Protection ID: string_encryption

String Encryption encrypts all string literals embedded in your application binary so they cannot be extracted by simply scanning the file. Strings are decrypted at runtime in an optimized manner when accessed by your code.


Configuration

JSON
{
  "protections": {
    "string_encryption": true
  }
}

For additional options:

JSON
{
  "protections": {
    "string_encryption": {
      "enabled": true,
      "algorithm": "xor",
      "exclude": ["http://*", "https://*"]
    }
  }
}

How It Works

Unprotected iOS binaries contain all string literals in plain text within the __cstring and __ustring sections of the Mach-O file. Anyone can extract them with a simple strings command, immediately revealing API endpoints, error messages, database queries, encryption keys, feature flags, and other sensitive information.

String Encryption transforms these plain text strings into encrypted data in the binary.
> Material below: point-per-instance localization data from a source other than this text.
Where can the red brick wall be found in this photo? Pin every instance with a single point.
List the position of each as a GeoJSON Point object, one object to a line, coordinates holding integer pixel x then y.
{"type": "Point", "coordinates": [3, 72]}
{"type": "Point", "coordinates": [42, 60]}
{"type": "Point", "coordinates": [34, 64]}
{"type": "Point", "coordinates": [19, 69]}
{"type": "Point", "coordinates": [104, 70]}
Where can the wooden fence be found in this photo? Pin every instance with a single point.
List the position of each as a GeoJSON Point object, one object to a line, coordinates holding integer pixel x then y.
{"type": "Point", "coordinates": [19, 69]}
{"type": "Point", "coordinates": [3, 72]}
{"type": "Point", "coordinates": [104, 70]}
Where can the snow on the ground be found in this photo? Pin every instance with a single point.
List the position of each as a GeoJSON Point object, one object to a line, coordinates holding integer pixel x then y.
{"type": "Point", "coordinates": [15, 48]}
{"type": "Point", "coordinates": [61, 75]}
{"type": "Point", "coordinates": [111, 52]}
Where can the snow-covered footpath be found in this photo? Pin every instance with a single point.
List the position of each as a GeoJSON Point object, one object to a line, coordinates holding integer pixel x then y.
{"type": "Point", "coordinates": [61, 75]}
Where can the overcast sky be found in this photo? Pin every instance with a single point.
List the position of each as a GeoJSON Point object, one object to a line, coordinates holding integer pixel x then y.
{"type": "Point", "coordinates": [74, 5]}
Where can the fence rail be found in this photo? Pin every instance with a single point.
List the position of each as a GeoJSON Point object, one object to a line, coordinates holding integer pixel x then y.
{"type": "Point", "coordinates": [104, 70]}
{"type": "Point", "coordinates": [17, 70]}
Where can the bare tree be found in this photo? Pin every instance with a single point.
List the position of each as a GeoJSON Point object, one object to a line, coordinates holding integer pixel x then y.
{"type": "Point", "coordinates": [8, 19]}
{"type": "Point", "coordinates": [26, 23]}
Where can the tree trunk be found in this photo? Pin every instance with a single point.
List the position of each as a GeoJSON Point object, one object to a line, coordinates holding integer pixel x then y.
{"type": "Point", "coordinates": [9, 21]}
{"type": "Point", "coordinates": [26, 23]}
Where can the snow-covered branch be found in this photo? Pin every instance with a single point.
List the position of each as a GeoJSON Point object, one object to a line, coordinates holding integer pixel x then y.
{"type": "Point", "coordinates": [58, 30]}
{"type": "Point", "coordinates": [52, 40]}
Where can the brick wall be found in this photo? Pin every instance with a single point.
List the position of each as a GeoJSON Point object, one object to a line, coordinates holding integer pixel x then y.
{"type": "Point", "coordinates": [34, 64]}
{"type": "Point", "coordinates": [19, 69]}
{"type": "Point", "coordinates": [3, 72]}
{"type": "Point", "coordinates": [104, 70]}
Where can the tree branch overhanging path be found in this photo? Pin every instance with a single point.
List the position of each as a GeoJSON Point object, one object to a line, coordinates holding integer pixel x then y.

When your code accesses a string at runtime, it is decrypted transparently. The process is optimized so there is no noticeable performance impact.

Before Shield

Bash
$ strings MyApp | grep -i "api"
https://api.example.com/v2/payments
Authorization: Bearer
api_secret_key_production

After Shield

Bash
$ strings MyApp | grep -i "api"
# (no readable results)

Algorithm Options

AlgorithmDescription
xorFast encryption suitable for most applications (default)
aesStronger encryption for applications requiring maximum security

Exclusions

You can exclude specific strings from encryption using wildcard patterns. This is useful for strings that need to remain readable for debugging tools or network monitoring:

JSON
{
  "string_encryption": {
    "enabled": true,
    "exclude": ["http://*", "https://*", "ftp://*"]
  }
}

When to Use

String encryption is recommended for all production applications. It is one of the highest-value protections because string extraction is the simplest and most common first step in reverse engineering an application. It is essential for applications containing API keys or endpoint URLs, database connection strings, error messages that reveal internal logic, feature flags or configuration values, and encryption keys or secrets.